We also need to change our registrations to add our interception behaviour - we are just using a simple interface interceptor here as our code will be all interface driven!

container.RegisterType<ICommand, TestCommand>(
	new InterceptionBehavior<PolicyInjectionBehavior>(),
         new Interceptor<InterfaceInterceptor>()); 

Obviously this could make registrations a bit verbose - so you can push this it into an extension method.

The configuration is the only fiddly bit. Unity has a fluent config api so we could add:

            container.Configure<Interception>()
              .AddPolicy("logging")
              .AddMatchingRule<AssemblyMatchingRule>(
                new InjectionConstructor(
                  new InjectionParameter("Library")))
              .AddCallHandler<LogCallHandler>(
                new ContainerControlledLifetimeManager(),
                new InjectionConstructor(
                  9001, true, true,
                  "start", "finish", true, false, true, 10, 1)); 

after the container construction. This configuration adds a policy (called "logging") with an assembly matching rule that intercepts everything from assembly "Library" and uses the LogCallHander (from the policy injection block) to log before and after (check out the constructor of LogCallHandler to see what all those bools and ints do!).
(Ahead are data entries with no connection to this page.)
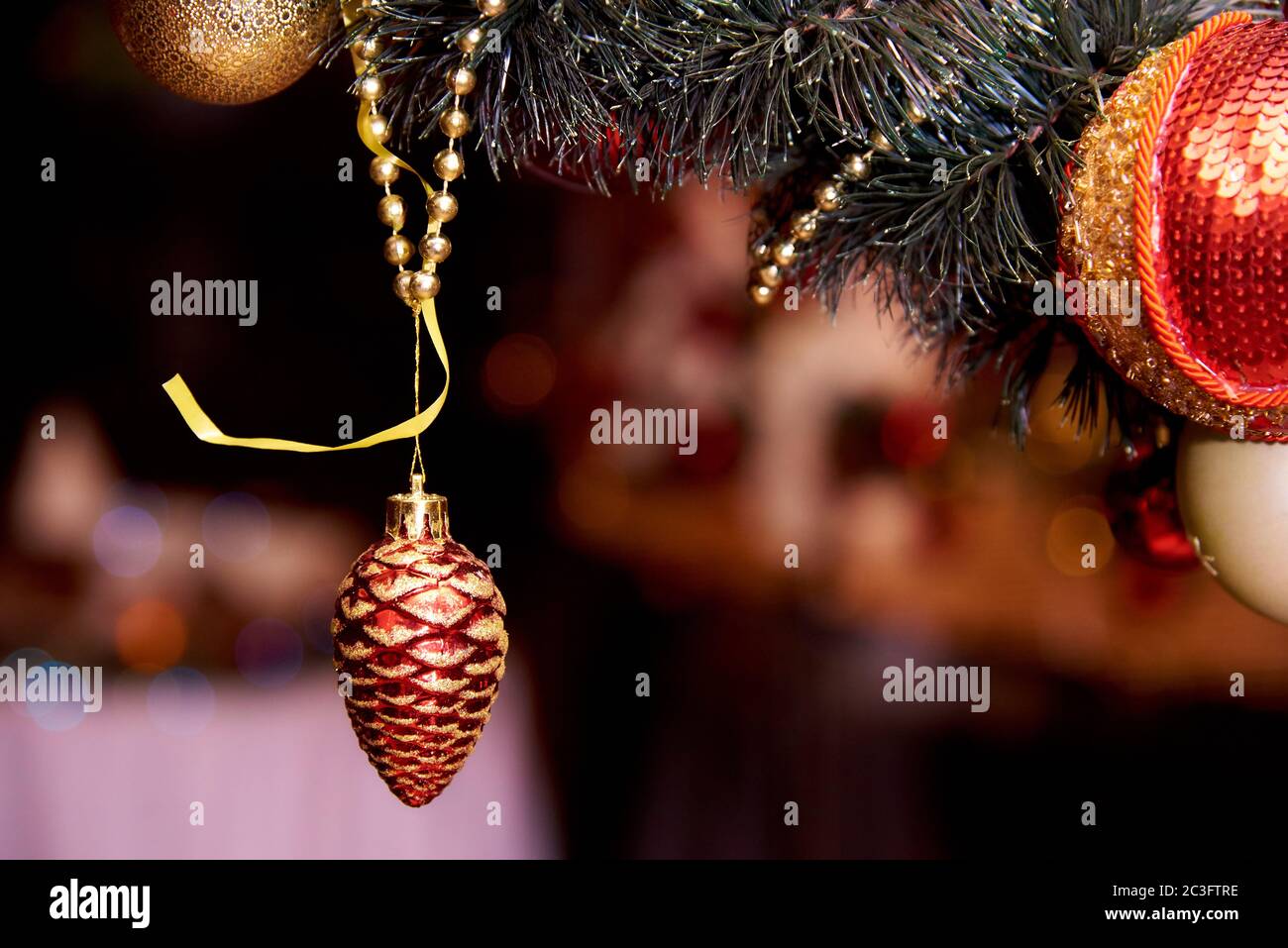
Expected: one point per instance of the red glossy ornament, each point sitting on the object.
(1222, 206)
(1144, 513)
(420, 648)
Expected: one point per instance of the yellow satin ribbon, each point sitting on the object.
(209, 432)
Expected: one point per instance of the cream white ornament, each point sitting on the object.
(1234, 502)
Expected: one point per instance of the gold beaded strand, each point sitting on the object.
(774, 257)
(420, 286)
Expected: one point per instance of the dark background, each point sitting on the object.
(763, 691)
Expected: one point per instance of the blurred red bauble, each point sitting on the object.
(420, 647)
(1144, 513)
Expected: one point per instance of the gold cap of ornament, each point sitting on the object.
(416, 515)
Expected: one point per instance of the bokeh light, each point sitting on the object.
(236, 526)
(33, 657)
(518, 372)
(58, 715)
(1080, 541)
(127, 541)
(180, 702)
(268, 653)
(150, 635)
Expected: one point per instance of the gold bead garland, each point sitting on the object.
(777, 254)
(455, 124)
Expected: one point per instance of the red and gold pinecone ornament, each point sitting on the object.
(1181, 189)
(419, 631)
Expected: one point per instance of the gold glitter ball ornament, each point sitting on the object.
(223, 52)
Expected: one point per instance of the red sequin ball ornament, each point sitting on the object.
(420, 648)
(1179, 205)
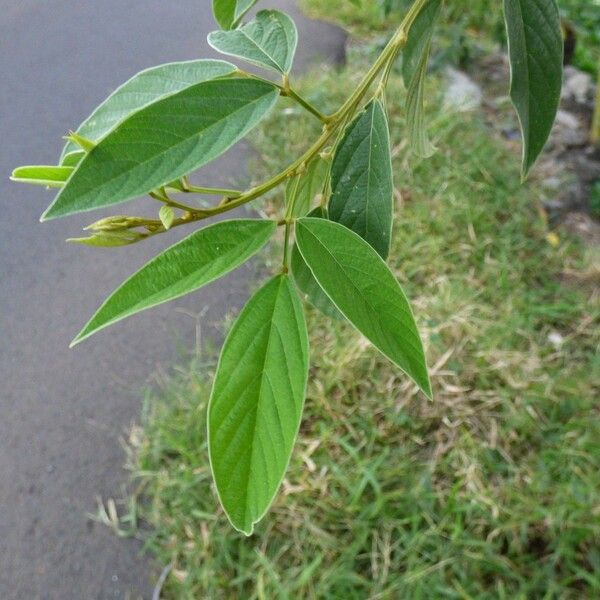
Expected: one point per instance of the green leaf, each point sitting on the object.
(109, 239)
(42, 175)
(306, 281)
(302, 189)
(199, 259)
(163, 142)
(256, 403)
(228, 13)
(268, 41)
(536, 60)
(414, 71)
(143, 89)
(72, 159)
(361, 179)
(167, 216)
(365, 291)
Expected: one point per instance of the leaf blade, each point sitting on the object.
(536, 58)
(256, 403)
(192, 263)
(49, 176)
(414, 73)
(143, 89)
(163, 142)
(227, 13)
(269, 41)
(362, 287)
(362, 180)
(306, 281)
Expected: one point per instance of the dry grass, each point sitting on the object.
(490, 491)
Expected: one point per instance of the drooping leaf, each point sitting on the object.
(199, 259)
(228, 13)
(305, 187)
(256, 402)
(361, 179)
(143, 89)
(306, 281)
(41, 175)
(414, 71)
(536, 61)
(365, 291)
(163, 142)
(268, 41)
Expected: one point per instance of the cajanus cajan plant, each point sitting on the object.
(168, 121)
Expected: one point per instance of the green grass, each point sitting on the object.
(465, 25)
(492, 490)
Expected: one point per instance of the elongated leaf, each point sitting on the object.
(229, 12)
(306, 281)
(268, 41)
(143, 89)
(42, 175)
(163, 142)
(361, 179)
(536, 61)
(185, 267)
(304, 188)
(365, 291)
(414, 72)
(256, 402)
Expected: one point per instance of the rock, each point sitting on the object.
(578, 87)
(568, 130)
(462, 93)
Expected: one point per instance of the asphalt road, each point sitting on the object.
(63, 411)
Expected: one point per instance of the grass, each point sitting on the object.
(490, 491)
(466, 25)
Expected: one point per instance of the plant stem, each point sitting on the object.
(286, 247)
(332, 122)
(194, 189)
(291, 93)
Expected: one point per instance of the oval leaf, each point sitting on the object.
(365, 291)
(268, 41)
(256, 403)
(163, 142)
(302, 189)
(536, 61)
(41, 175)
(414, 72)
(229, 12)
(197, 260)
(143, 89)
(306, 281)
(361, 179)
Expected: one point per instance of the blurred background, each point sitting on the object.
(490, 491)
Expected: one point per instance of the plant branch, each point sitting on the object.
(332, 122)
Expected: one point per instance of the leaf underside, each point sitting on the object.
(228, 12)
(536, 59)
(362, 181)
(50, 176)
(256, 403)
(199, 259)
(268, 41)
(163, 142)
(365, 291)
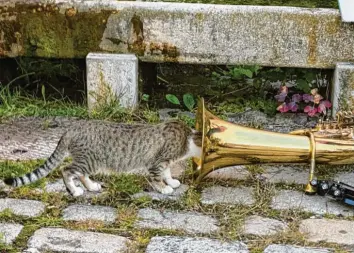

Useful, but ideally we want to be able to drop the policy in without code change.

So using UNity design time configuration - we create the following Unity config section:

<unity xmlns="http://schemas.microsoft.com/practices/2010/unity">
    <sectionExtension type="Microsoft.Practices.Unity.InterceptionExtension.Configuration.InterceptionConfigurationExtension, Microsoft.Practices.Unity.Interception.Configuration" /> 

    <container>
      <extension type="Interception" />
      <interception>
        <policy name="logging">
          <matchingRule name="library" type="AssemblyMatchingRule">
            <constructor>
              <param name="assemblyName" value="Library" />
            </constructor>
          </matchingRule>
          <callHandler name="LogHandler" type="Microsoft.Practices.EnterpriseLibrary.Logging.PolicyInjection.LogCallHandler,Microsoft.Practices.EnterpriseLibrary.PolicyInjection">
            <constructor>
              <param name="eventId" value="9001" />
              <param name="logBeforeCall" value="true" />
              <param name="logAfterCall" value="true" />
              <param name="beforeMessage" value="Before" />
              <param name="afterMessage" value="After" />
              <param name="includeParameters" value="true" />
              <param name="includeCallStack" value="true" />
              <param name="includeCallTime" value="true" />
              <param name="priority" value="3" />
            </constructor>
          </callHandler>
        </policy>
      </interception>
    </container>
  </unity> 

  don't forget to add the section definition into configSections:

    <section name="unity" type="Microsoft.Practices.Unity.Configuration.UnityConfigurationSection, Microsoft.Practices.Unity.Configuration"/> 

This is doing the same as our fluent configuration - now you can see the named call handler constructor arguments being passed to the LogCallHandler which is applied as part of the "logging" policy with an assembly matching rule. We can then amend the Enterprise Library logging config to allow capture of parameters.

Now we can simply change the config file to remove the logging policy totally, or introduce more specific matchingRules to target the area of the code base that we haven't logged properly yet!